銀座数寄屋通り法律事務所[旧 中島・宮本・溝口法律事務所] >HOME

弁護士 宮本 督

エッセイ:
to be a Rock and not to Roll

2002.10.17

ただの共同幻想だけど

 昨今、裁判にはとかく批判が強い。遅いとか、常識が通じないとか。それはそうかも知れないが、もめ事が話し合いで決着しない場合や、罪への報いを行うには、裁判所の裁きによるしかないのが、法治国家の宿命だ。
 私も仕事柄、裁判所を利用することは多いが、そこは言うまでもなく、聖なる世界だ。裁判官の入廷は、起立の上、一礼をもってお出迎え。幼稚園児の着るスモッグのような衣装を笑う者は誰もいない。裁判所にもの申す書面は、もちろん「上」申書。そして、そんなことに疑問を感じる人も誰もいない。
 裁判官の皆様だってよくよくご存知で、まさか勘違いしている人はいないと思うが、残念ながら、誰も、偉い裁判官様を尊敬してコウベを垂れてるわけではない。裁判所の利用者たちは、それがたとえ間違っていても、最終的には、裁きを受け入れ、裁きに服するしか、他に方法がないことを骨身にしみて知っているからに他ならない。
 結局、何人も一島嶼にてはあらず。
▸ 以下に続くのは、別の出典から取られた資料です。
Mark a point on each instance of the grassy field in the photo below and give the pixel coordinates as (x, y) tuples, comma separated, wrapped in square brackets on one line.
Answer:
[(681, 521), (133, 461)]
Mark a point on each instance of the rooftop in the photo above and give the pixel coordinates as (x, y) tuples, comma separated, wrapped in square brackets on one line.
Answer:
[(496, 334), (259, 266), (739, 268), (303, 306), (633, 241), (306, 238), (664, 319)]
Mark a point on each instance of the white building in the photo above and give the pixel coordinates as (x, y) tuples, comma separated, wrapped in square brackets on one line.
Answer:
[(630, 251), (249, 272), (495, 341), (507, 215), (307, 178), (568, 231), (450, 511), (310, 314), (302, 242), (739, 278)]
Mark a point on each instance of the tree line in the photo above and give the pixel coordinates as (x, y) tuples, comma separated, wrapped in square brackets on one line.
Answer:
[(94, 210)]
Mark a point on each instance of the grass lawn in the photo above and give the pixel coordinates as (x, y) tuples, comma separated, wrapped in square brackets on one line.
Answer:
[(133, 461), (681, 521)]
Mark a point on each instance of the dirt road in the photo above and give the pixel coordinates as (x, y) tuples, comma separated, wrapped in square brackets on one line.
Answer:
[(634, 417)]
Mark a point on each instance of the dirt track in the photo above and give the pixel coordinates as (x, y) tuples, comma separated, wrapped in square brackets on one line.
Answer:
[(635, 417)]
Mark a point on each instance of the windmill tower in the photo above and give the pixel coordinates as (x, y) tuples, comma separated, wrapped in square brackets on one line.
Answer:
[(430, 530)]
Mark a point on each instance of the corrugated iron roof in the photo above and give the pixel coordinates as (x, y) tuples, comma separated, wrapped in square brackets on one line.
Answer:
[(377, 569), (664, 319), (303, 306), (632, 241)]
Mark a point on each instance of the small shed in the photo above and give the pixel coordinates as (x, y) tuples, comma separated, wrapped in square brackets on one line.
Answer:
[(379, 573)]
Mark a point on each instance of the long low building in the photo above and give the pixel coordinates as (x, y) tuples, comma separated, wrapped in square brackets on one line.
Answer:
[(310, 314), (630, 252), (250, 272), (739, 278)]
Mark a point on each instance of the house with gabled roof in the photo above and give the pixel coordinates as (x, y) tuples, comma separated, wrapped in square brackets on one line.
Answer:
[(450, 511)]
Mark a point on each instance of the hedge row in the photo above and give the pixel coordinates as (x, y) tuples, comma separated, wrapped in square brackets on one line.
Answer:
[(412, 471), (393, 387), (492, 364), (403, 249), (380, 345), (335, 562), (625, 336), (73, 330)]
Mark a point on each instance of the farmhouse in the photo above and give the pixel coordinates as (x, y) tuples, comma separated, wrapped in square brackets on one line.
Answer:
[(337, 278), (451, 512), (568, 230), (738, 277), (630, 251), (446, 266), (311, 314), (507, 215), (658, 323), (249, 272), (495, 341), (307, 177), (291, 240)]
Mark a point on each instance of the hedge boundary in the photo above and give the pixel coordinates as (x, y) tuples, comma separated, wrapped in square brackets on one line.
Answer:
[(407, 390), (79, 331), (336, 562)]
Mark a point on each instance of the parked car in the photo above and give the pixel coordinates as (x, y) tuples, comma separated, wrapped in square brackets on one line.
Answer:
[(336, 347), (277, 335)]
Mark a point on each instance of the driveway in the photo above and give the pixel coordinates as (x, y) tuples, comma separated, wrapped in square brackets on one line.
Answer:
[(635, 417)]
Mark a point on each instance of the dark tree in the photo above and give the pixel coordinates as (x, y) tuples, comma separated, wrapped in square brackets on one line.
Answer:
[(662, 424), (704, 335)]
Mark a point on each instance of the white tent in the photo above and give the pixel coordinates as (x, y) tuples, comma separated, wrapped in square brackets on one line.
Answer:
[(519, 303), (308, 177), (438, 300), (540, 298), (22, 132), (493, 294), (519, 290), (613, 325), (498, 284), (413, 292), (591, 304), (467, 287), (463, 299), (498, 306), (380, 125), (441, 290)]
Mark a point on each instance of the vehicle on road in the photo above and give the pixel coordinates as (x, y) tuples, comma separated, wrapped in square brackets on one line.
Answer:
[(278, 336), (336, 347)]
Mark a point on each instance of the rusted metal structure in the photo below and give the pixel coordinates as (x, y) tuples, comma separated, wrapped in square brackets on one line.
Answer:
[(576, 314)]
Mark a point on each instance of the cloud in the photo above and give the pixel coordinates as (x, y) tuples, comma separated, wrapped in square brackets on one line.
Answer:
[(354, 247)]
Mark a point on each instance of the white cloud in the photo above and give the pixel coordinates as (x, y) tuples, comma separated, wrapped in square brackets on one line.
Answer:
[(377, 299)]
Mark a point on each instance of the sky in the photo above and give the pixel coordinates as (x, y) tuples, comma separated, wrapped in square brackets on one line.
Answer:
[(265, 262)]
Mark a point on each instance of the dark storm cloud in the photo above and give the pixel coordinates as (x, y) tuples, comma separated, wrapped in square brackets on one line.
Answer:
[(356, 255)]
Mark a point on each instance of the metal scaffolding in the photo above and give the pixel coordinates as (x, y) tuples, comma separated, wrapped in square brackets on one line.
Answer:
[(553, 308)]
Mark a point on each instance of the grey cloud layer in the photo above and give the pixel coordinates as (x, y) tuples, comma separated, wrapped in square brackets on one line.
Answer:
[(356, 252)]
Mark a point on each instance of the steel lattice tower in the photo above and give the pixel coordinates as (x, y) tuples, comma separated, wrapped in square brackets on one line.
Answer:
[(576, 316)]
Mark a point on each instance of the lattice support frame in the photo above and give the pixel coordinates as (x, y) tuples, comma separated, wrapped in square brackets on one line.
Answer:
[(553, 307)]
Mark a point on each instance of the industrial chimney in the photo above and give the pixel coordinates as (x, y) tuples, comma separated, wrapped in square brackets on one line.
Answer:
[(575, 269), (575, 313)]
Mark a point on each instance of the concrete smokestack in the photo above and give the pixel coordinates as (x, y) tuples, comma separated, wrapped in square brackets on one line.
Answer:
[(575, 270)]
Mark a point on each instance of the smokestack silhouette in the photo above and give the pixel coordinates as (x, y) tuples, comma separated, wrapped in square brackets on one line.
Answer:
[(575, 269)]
何人もみずからにして全きはなし。ひとはみな大陸の一塊。本土のひとひら...であればこそ、この共同幻想を受け入れる他に道はない。もめ事は、紹介者やこのサイトを通じ、絶え間なく私の電話を鳴らし、私が引き受けた日々の紛争は、私の一喝ではなく、証拠と法律に照らした話し合いか、交渉決裂後の裁きによって解決されていく。私のギターで世界中が踊るはずだった幼い日々は終わったのだ。日産のテレビCMでクラッシュも歌ってる。「俺は法と戦い、法に敗れた」と。
 そんなわけで、私も共同幻想の病から抜けられず、また、抜けるつもりもなく、今夜も、世俗のもめ事と聖なる世界をつなぎ続け、共同幻想に頭を下げ続ける。そは我もまた人類の一部なれば。故に問うなかれ。誰がために鐘は鳴るやと。そは汝がために鳴るなれば。